La Fiscalía les imputó delitos como estafa informática, concierto para delinquir y lavado de activos
El proceso contra los 14 presuntos integrantes de la red que habría estafado a víctimas en Colombia, Chile y Perú mediante inversiones ficticias en criptomonedas avanza en los despachos judiciales de Medellín. Tras las capturas, la Fiscalía presentó a los investigados ante el Juzgado 16 Penal Municipal con funciones de control de garantías, donde fueron legalizadas las aprehensiones y se dio inicio a la audiencia de imputación de cargos.
De acuerdo con el ente acusador, la estructura habría operado entre 2021 y octubre de 2025 desde un call center instalado en el sur de la ciudad, con el propósito de captar recursos mediante plataformas falsas de inversión en activos digitales. A través de llamadas telefónicas, los supuestos asesores ofrecían altas rentabilidades en criptomonedas a cambio de consignaciones iniciales en pesos o dólares, y luego utilizaban herramientas de acceso remoto para entrar a los dispositivos de las víctimas y tomar control de sus productos financieros.
En desarrollo de la audiencia, la Fiscalía imputó a los procesados los delitos de estafa por medios informáticos, hurto por medios informáticos y violación de datos personales en modalidad de delito masa, además de concierto para delinquir, lavado de activos y enriquecimiento ilícito. La acusación se apoyó en interceptaciones, análisis forenses de equipos electrónicos, rastreo de transacciones y testimonios de víctimas que describieron el modus operandi del call center. Ninguno de los 14 aceptó los cargos ante el juez de control de garantías.
Uno de los puntos centrales del expediente es la presunta responsabilidad del ciudadano mexicano Alejandro Maximiliano Ronquillo Treviño, alias “Daniel”, señalado de ser el articulador de la red. Según la investigación, él habría asumido la coordinación de la operación del call center y el direccionamiento de los recursos captados. Junto a él aparece José Mauricio Murcia Martínez, alias “Murcia”, como encargado de mover el dinero hacia distintas cuentas y billeteras digitales, y el abogado Daniel López Uribe, como supuesto responsable de la creación de empresas fachada para ocultar el origen ilícito de los fondos.
Tras escuchar los argumentos de la Fiscalía y de la defensa, el juez decidió imponer medida de aseguramiento en establecimiento carcelario a estos tres señalados cabecillas, al considerar que representaban un riesgo para la comunidad y para el correcto desarrollo del proceso. Los once restantes, que se desempeñaban como coordinadores y asesores en el call center, quedaron con medida de detención domiciliaria mientras avanza la etapa de juicio. La decisión podrá ser recurrida por las partes en los términos previstos por la ley.

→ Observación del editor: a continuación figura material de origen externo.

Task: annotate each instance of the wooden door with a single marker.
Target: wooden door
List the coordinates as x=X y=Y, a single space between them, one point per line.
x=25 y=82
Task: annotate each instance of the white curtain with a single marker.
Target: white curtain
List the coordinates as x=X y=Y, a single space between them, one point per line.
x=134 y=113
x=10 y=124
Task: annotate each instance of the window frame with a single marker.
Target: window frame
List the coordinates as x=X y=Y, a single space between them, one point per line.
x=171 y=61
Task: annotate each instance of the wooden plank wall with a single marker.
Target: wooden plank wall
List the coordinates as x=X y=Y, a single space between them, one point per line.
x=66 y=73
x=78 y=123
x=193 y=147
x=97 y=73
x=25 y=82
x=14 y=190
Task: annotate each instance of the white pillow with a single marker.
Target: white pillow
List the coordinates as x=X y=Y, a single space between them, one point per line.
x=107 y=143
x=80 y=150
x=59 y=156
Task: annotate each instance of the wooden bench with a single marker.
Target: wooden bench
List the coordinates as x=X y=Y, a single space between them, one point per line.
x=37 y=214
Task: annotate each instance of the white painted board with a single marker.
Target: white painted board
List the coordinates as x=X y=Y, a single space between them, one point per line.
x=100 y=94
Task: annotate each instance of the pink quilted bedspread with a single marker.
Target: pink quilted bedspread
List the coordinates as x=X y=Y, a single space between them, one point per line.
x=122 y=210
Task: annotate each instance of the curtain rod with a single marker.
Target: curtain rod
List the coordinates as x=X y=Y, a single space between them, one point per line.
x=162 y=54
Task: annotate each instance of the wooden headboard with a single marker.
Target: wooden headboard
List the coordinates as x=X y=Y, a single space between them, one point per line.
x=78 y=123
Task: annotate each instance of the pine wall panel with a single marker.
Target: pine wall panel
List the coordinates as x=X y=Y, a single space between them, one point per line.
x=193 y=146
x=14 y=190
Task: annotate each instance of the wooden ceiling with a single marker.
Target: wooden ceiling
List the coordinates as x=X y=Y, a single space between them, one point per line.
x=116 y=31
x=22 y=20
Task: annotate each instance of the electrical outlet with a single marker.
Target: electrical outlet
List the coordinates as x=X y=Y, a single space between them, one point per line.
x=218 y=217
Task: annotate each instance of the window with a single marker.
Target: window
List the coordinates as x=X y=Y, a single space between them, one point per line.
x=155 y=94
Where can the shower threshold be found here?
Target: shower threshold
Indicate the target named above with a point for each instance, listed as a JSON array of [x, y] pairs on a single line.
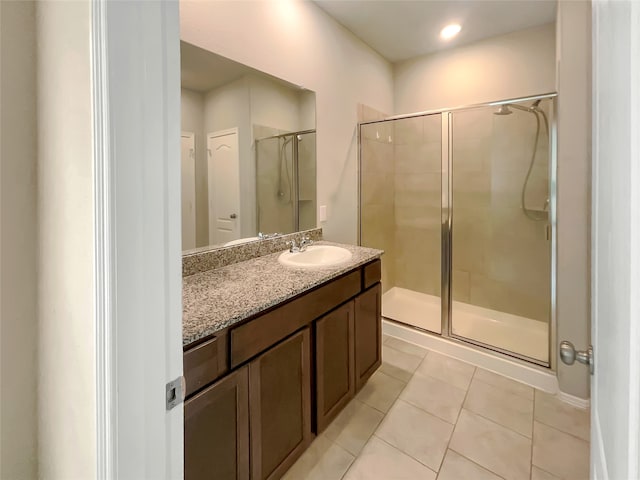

En paralelo, la Fiscalía adelanta medidas de embargo y secuestro de bienes para intentar garantizar una eventual reparación a las víctimas. Se han incautado computadores, teléfonos, registros contables y otros elementos que serían clave para reconstruir la ruta del dinero, así como vehículos y propiedades que podrían haber sido adquiridos con recursos provenientes de la estafa. El reto para los investigadores será demostrar el vínculo directo entre esos activos y las conductas imputadas en un esquema que cruzó fronteras y utilizó múltiples plataformas digitales.
Mientras tanto, el ente acusador reitera el llamado a las personas que se consideren afectadas por esta red para que presenten su denuncia formal ante la línea 122 o en las sedes de la Fiscalía en Medellín y otros municipios del Valle de Aburrá. Estos testimonios pueden resultar determinantes para dimensionar el número real de víctimas, establecer la magnitud del daño económico y fortalecer la acusación ante los jueces. El proceso apenas inicia, pero ya se perfila como uno de los expedientes emblemáticos en materia de estafas con criptomonedas y delitos informáticos en la región.
Con las capturas, la imputación de cargos y las primeras medidas de aseguramiento, el caso de la red que habría estafado a través de criptomonedas desde un call center en Medellín entra en una fase clave en los estrados judiciales. La Fiscalía espera que más víctimas se sumen al proceso y que la experiencia sirva para robustecer la respuesta institucional frente a las estafas digitales, un fenómeno que preocupa en Antioquia y en todo el país por el aumento de casos y montos involucrados.